9 En zij, den koning gehoord hebbende, zijn heengereisd; en ziet, de ster, die zij in het oosten gezien hadden, ging hun voor, totdat zij kwam en stond boven de plaats, waar het Kindeken was.

10 Als zij nu de ster zagen, verheugden zij zich met zeer grote vreugde.

11 En in het huis gekomen zijnde, vonden zij het Kindeken met Maria, Zijn moeder, en nedervallende hebben zij Hetzelve aangebeden; en hun schatten opengedaan hebbende, brachten zij Hem geschenken: goud en wierook, en mirre.

12 En door Goddelijke openbaring vermaand zijnde in den droom, dat zij niet zouden wederkeren tot Herodes, vertrokken zij door een anderen weg weder naar hun land.

13 Toen zij nu vertrokken waren, ziet, de engel des Heeren verschijnt Jozef in den droom, zeggende: Sta op, en neem tot u het Kindeken en Zijn moeder, en vlied in Egypte, en wees aldaar, totdat ik het u zeggen zal; want Herodes zal het Kindeken zoeken, om Hetzelve te doden.

14 Hij dan opgestaan zijnde, nam het Kindeken en Zijn moeder tot zich in den nacht, en vertrok naar Egypte;

15 En was aldaar tot den dood van Herodes; opdat vervuld zou worden hetgeen van den Heere gesproken is door den profeet, zeggende: Uit Egypte heb Ik Mijn Zoon geroepen.

16 Als Herodes zag, dat hij van de wijzen bedrogen was, toen werd hij zeer toornig, en enigen afgezonden hebbende, heeft omgebracht al de kinderen, die binnen Bethlehem, en in al deszelfs landpalen waren, van twee jaren oud en daaronder, naar den tijd, dien hij van de wijzen naarstiglijk onderzocht had.

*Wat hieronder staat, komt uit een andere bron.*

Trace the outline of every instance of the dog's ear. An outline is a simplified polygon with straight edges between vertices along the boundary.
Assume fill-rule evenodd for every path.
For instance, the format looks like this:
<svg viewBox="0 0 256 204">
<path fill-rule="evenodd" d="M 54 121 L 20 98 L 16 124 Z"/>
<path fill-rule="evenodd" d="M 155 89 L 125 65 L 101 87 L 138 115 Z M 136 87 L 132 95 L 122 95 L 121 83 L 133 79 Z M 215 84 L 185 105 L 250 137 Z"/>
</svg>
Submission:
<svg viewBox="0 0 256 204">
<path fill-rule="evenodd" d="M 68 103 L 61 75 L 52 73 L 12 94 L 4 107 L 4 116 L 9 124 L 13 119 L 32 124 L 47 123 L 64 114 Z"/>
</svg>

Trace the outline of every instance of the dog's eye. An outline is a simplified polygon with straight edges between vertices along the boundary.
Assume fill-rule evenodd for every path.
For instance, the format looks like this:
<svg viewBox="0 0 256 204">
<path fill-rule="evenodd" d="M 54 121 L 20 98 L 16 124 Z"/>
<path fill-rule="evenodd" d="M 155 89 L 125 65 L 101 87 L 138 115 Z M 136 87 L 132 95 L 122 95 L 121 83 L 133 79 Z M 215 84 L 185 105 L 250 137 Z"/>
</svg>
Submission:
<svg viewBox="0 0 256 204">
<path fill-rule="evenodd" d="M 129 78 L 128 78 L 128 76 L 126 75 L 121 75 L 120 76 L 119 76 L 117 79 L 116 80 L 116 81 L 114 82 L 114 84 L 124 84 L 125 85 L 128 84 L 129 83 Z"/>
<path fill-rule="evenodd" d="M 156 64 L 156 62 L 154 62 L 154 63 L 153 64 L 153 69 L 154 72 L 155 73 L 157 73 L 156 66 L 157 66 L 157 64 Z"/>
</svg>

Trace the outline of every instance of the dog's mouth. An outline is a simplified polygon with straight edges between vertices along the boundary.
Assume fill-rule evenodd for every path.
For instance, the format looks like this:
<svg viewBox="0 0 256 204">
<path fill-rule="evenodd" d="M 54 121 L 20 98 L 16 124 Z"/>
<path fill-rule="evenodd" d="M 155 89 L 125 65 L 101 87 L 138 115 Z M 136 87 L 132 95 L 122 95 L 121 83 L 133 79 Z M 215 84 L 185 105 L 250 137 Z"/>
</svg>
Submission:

17 Toen is vervuld geworden, hetgeen gesproken is door den profeet Jeremia, zeggende:

18 Een stem is in Rama gehoord, geklag, geween en veel gekerm; Rachel beweende haar kinderen, en wilde niet vertroost wezen, omdat zij niet zijn!

19 Toen Herodes nu gestorven was, ziet, de engel des Heeren verschijnt Jozef in den droom, in Egypte.

20 Zeggende: Sta op, neem het Kindeken en Zijn moeder tot u, en trek in het land Israels; want zij zijn gestorven, die de ziel van het Kindeken zochten.

21 Hij dan, opgestaan zijnde, heeft tot zich genomen het Kindeken en Zijn moeder, en is gekomen in het land Israels.

22 Maar als hij hoorde, dat Archelaus in Judea koning was, in de plaats van zijn vader Herodes, vreesde hij daarheen te gaan; maar door Goddelijke openbaring vermaand in den droom, is hij vertrokken in de delen van Galilea.

23 En daar gekomen zijnde, nam hij zijn woonplaats in de stad, genaamd Nazareth; opdat vervuld zou worden, wat door de profeten gezegd is, dat Hij Nazarener zal geheten worden.